This guide provides instructions to reproduce the family of TCT-ColBERT-V2 dense retrieval models described in the following paper:
Sheng-Chieh Lin, Jheng-Hong Yang, and Jimmy Lin. In-Batch Negatives for Knowledge Distillation with Tightly-CoupledTeachers for Dense Retrieval. Proceedings of the 6th Workshop on Representation Learning for NLP (RepL4NLP-2021), pages 163-173, August 2021.
Note that we often observe minor differences in scores between different computing environments (e.g., Linux vs. macOS). However, the differences usually appear in the fifth digit after the decimal point, and do not appear to be a cause for concern from a reproducibility perspective. Thus, while the scoring script provides results to much higher precision, we have intentionally rounded to four digits after the decimal point.
Summary of results (figures from the paper are in parentheses):
Condition | MRR@10 (paper) | MAP | Recall@1000 |
---|---|---|---|
TCT_ColBERT-V2 (brute-force index) | 0.3440 (0.344) | 0.3509 | 0.9670 |
TCT_ColBERT-V2-HN (brute-force index) | 0.3543 (0.354) | 0.3608 | 0.9708 |
TCT_ColBERT-V2-HN+ (brute-force index) | 0.3584 (0.359) | 0.3644 | 0.9695 |
TCT_ColBERT-V2-HN+ (brute-force index) + BoW BM25 | 0.3682 (0.369) | 0.3737 | 0.9707 |
TCT_ColBERT-V2-HN+ (brute-force index) + BM25 w/ doc2query-T5 | 0.3731 (0.375) | 0.3789 | 0.9759 |
The slight differences between the reproduced scores and those reported in the paper can be attributed to TensorFlow implementations in the published paper vs. PyTorch implementations here in this reproduction guide.

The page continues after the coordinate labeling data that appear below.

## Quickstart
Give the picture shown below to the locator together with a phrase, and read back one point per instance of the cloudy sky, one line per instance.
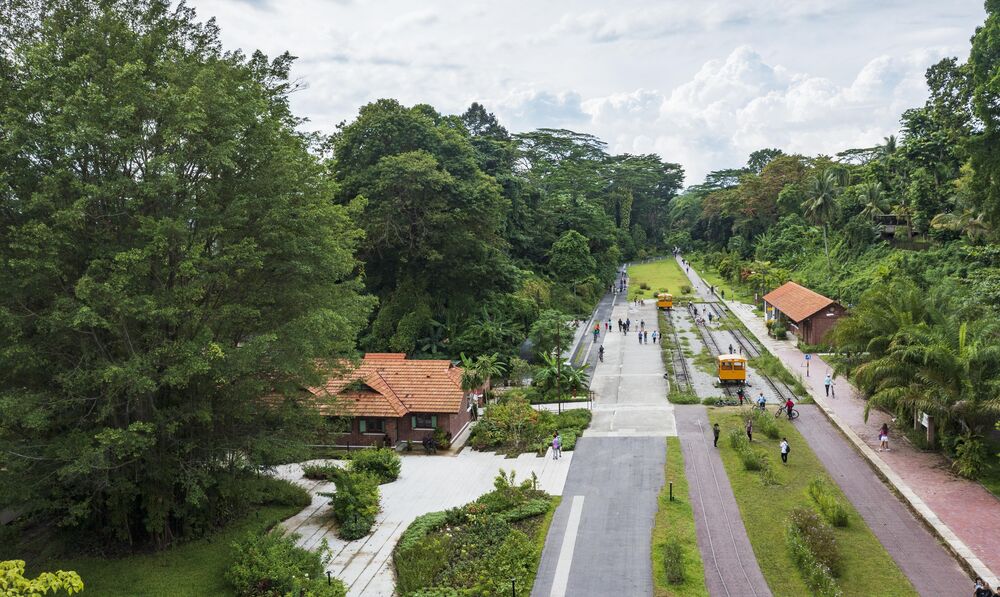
(700, 82)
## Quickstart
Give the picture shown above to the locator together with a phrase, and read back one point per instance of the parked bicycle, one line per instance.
(781, 411)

Dense retrieval with TCT-ColBERT (v2), brute-force index:
python -m pyserini.search.faiss \
--index msmarco-v1-passage.tct_colbert-v2 \
--topics msmarco-passage-dev-subset \
--encoded-queries tct_colbert-v2-msmarco-passage-dev-subset \
--output runs/run.msmarco-passage.tct_colbert-v2.tsv \
--output-format msmarco \
--batch-size 512 --threads 16
Note that to ensure maximum reproducibility, by default Pyserini uses pre-computed query representations that are automatically downloaded.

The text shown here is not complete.